В ее глазах опять мелькнули смятение и испуг.
- Это он тебя послал?
- Выбирай: по-плохому или по-хорошему. Не заблуждайся. Посмотри в зеркало. Я не забавы ради тебя избил, а показал, что не боюсь пачкать руки. Мы оба можем избавиться от множества затруднений, если ты поверишь моему слову: пощады не жди.
Она быстро сказала:
- Твой ребенок. Твоя девочка. Если я не выйду на связь в условленное время...
- А я управлюсь прежде, чем это время наступит.
- Блеф! Ты не осмелишься!
- Лориса, видишь ли, уже нет на свете; можно осмелиться. Я не знаю, каковы люди, оставшиеся с Бетси, но убить ребенка, несмышленыша, не способного говорить и давать показания, - не всякий сумеет. Сумеет ли, нет ли - во всяком случае, без приказа такое сотворят не сразу и неохотно. А кто отдаст приказ? Уж никак не Лорис! И не ты.
- Не посмеешь! - прошептала она.
Я расхохотался.
- Это старый добрый Эрик, милочка. Ты ошиблась. Мак просил тебя уничтожить. Мы долго беседовали в Сан-Антонио, Мак и я. Но я велел ему убираться подальше. Я был мирным гражданином, отцом семейства; не хотелось возвращаться к семье с кровью на руках. Я эти руки пытался отмыть пятнадцать лет... Так и сказал Маку. Да и не совсем безразлична ты мне была. А потом Лорис берет и похищает Бетси! - Я перевел дух. - У тебя не было детей, Тина? Жаль, иначе ты и пальцем не решилась бы дотронуться до моих.
Наступила тишина. Я спокойно добавил:
- А теперь расскажи сама, где ребенок. Тина облизала губы.
- Меня пытались раскалывать люди получше тебя, Эрик.
- Милая, для такой работы не требуются люди получше. Наоборот, нужны люди похуже. А если моя девочка в опасности, я становлюсь наихудшим.
Я сделал шаг. Она отступила, наклонилась, подхватила и вскинула револьвер Лориса. Вряд ли на что-то рассчитывая. Тина просто использовала последний невероятный шанс. Не медлила, не угрожала - прицелилась в упор и нажала курок. Раздался щелчок, я хмыкнул. Если дурак отдает противнику неразряженный револьвер, то пуля между глаз полагается дураку по справедливости.
Я пригнулся, револьвер пролетел над самой головой. Тина запустила руку за пазуху, лезвие десантного ножа выскочило, звякнуло, встало на место - но холодным оружием она дралась неважно. Менее чем за десять секунд я отобрал нож. Мы уже не забавлялись, как в Техасе, я не осторожничал, и что-то хрустнуло. Тина вскрикнула, сжимая сломанную кисть. Она следила за мною глазами, черными от ненависти.
- Никогда не найдешь! - прошипела она. - Хоть убей, ничего не скажу!
Я взглянул на золингеновский клинок и потрогал кончик лезвия большим пальцем. Глаза Тины распахнулись.
- Скажешь, - ответил я.
Глава 31
Я высушил руки и вышел из ванной. От окна донесся негромкий звук. Это была Бет.
Я уставился на нее. Бет неуклюже оседлала подоконник. Наверное, подергала дверную ручку, ничего не добилась, обошла коттедж и подняла раму, а я не услышал за шумом воды. Бет сунулась было в комнату, внезапно увидела лежавшую у противоположной стенки Тину и застыла - белая как мел.

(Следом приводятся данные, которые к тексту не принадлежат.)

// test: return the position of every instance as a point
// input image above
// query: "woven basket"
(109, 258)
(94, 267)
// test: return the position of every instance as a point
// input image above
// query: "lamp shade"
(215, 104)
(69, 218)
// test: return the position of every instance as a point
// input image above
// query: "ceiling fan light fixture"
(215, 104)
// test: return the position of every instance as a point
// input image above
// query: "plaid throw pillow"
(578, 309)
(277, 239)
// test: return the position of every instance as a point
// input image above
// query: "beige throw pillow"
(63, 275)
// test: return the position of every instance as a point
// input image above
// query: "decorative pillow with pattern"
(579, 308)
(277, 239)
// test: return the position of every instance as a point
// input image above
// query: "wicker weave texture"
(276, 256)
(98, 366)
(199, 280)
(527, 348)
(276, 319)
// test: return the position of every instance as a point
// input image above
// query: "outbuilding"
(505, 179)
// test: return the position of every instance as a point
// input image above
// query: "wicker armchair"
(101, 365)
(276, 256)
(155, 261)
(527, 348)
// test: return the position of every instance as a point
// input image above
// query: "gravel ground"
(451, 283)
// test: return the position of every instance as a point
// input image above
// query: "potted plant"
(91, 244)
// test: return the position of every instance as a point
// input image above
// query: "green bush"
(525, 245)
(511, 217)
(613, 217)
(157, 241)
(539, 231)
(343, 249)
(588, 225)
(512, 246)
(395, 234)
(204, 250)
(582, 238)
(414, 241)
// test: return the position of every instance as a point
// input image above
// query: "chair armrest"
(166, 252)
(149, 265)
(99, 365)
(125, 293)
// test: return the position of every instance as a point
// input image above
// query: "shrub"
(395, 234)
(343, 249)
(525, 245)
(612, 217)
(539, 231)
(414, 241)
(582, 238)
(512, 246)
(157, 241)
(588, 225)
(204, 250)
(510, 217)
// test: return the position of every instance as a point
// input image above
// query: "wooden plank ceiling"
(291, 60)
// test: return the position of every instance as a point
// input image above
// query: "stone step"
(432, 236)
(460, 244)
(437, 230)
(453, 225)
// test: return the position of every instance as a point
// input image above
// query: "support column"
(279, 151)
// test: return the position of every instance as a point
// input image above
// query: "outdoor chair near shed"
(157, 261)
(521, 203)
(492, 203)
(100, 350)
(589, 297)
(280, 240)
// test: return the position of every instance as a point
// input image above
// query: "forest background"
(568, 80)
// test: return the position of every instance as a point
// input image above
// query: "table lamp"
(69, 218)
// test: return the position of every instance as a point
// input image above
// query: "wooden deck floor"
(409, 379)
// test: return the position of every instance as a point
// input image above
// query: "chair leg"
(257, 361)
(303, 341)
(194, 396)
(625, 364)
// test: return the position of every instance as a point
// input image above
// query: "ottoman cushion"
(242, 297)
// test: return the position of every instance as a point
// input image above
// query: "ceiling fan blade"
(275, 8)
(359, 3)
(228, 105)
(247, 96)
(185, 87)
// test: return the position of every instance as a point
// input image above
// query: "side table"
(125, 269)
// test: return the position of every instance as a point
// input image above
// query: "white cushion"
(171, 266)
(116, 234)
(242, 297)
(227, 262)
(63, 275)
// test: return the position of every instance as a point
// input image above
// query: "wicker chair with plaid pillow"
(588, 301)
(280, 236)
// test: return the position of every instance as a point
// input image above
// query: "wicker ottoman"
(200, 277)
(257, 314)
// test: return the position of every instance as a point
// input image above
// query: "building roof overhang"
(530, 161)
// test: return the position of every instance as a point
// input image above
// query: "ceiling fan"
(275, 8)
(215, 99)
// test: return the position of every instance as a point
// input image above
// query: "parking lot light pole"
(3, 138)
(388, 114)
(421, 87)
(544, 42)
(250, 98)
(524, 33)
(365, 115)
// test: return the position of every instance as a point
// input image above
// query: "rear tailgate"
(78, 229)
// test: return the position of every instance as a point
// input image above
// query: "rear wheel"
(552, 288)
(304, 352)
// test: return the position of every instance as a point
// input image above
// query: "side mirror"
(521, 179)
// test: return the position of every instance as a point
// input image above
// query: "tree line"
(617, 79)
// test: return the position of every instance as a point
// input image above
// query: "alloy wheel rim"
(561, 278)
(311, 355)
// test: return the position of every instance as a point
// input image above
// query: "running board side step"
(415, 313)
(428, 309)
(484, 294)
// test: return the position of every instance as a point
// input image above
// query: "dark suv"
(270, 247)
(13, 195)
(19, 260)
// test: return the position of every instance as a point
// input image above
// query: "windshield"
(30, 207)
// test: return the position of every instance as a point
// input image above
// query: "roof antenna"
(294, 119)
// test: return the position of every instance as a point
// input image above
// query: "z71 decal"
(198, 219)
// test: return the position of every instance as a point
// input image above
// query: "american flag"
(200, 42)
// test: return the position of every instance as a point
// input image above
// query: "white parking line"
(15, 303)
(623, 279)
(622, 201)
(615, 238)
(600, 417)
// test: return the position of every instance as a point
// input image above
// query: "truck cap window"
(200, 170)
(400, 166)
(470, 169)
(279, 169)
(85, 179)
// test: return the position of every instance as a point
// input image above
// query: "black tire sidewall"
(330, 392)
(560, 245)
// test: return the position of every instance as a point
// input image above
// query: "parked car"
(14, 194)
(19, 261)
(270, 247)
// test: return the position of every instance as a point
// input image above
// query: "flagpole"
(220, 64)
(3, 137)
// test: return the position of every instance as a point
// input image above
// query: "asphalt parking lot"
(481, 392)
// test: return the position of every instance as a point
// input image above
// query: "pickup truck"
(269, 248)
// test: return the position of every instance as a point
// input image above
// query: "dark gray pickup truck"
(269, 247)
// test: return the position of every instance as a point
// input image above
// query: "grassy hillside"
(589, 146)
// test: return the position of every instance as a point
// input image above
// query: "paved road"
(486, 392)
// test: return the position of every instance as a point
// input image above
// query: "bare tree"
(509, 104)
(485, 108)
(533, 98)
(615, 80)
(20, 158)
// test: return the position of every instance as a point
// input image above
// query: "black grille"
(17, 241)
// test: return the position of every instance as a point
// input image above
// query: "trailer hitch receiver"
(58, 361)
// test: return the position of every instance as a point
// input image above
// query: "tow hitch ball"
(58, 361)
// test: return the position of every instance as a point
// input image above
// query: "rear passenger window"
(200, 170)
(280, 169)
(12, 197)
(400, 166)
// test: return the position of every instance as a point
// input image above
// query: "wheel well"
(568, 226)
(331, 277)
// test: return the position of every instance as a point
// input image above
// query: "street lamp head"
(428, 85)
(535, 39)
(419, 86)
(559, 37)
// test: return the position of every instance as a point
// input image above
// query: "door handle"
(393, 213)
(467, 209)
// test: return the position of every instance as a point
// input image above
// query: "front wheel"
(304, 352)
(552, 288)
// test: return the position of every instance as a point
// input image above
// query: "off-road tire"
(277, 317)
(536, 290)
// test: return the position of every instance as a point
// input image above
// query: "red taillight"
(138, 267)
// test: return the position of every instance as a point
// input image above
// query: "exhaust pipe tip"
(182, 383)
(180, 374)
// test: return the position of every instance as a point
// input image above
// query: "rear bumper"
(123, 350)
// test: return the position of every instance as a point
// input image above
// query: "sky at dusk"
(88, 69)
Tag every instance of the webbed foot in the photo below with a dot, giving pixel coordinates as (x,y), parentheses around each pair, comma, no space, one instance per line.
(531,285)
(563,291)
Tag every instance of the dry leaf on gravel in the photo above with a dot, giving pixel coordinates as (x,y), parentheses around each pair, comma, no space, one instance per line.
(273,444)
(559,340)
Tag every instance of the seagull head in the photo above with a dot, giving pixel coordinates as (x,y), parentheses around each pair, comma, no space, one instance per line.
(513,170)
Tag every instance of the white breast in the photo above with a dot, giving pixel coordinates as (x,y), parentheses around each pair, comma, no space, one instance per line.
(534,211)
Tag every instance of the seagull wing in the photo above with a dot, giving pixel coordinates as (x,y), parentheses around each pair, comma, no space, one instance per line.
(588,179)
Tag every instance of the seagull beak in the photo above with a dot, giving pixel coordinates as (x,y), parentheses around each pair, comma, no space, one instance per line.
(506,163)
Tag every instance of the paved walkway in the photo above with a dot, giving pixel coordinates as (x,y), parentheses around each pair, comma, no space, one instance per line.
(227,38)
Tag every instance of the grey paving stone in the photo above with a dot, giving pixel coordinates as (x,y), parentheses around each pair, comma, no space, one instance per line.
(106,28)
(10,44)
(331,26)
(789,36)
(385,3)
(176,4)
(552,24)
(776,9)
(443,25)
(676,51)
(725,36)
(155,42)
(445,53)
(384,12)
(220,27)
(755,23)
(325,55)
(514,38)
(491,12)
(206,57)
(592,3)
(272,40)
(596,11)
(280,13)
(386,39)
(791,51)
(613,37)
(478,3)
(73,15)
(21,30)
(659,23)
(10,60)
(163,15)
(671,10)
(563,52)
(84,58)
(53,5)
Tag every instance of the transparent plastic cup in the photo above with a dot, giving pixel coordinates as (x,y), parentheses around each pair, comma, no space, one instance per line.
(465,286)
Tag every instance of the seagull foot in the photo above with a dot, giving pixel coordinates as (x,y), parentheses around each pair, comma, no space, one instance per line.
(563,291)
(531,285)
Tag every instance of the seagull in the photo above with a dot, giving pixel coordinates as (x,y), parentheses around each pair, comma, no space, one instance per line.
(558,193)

Я подошел и втянул ее к себе. Затем захлопнул окно, опустил занавеску. Пересек комнату, подобрал отложенный после употребления "кольт-вудсмэн", вынул и тщательно вытер обойму. Вставил ее на место, хорошенько выдраил сам пистолет. Сомкнул пальцы Тины на рукояти, поднял и опустил оружие, чтобы рука упала естественно. Встал, секунду смотрел вниз, а потом обшарил комнату взглядом. Кроме принесенного в жертву пистолета, вокруг не оставалось ничего моего, не считая жены.

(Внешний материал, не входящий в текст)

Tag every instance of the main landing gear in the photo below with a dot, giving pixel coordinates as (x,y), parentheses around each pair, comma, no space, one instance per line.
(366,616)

Я машинально взял ее за руку и повел к двери, но Бет проворно вырвалась. Я вышел, не касаясь ее. Перед коттеджем красовался наш лимузин. Надеюсь, автомобиля не видел ни один обладатель хорошей памяти. Я доиграл свою роль, прикрытие обеспечивал Мак, но создавать ему лишние трудности было ни к чему. Когда полиция проверит пистолет и обнаружит, что в придачу к Тине и Лорису из него прикончили Барбару Эрреру, получится великолепная история любовного треугольника: обезумевшая от ревности жена убила молодую соперницу; изуродованная разъярившимся мужем, успела выстрелить в этого мужа пять раз, а потом разок пальнула в себя. Мелкие несоответствия исчезнут под заботливым присмотром Мака.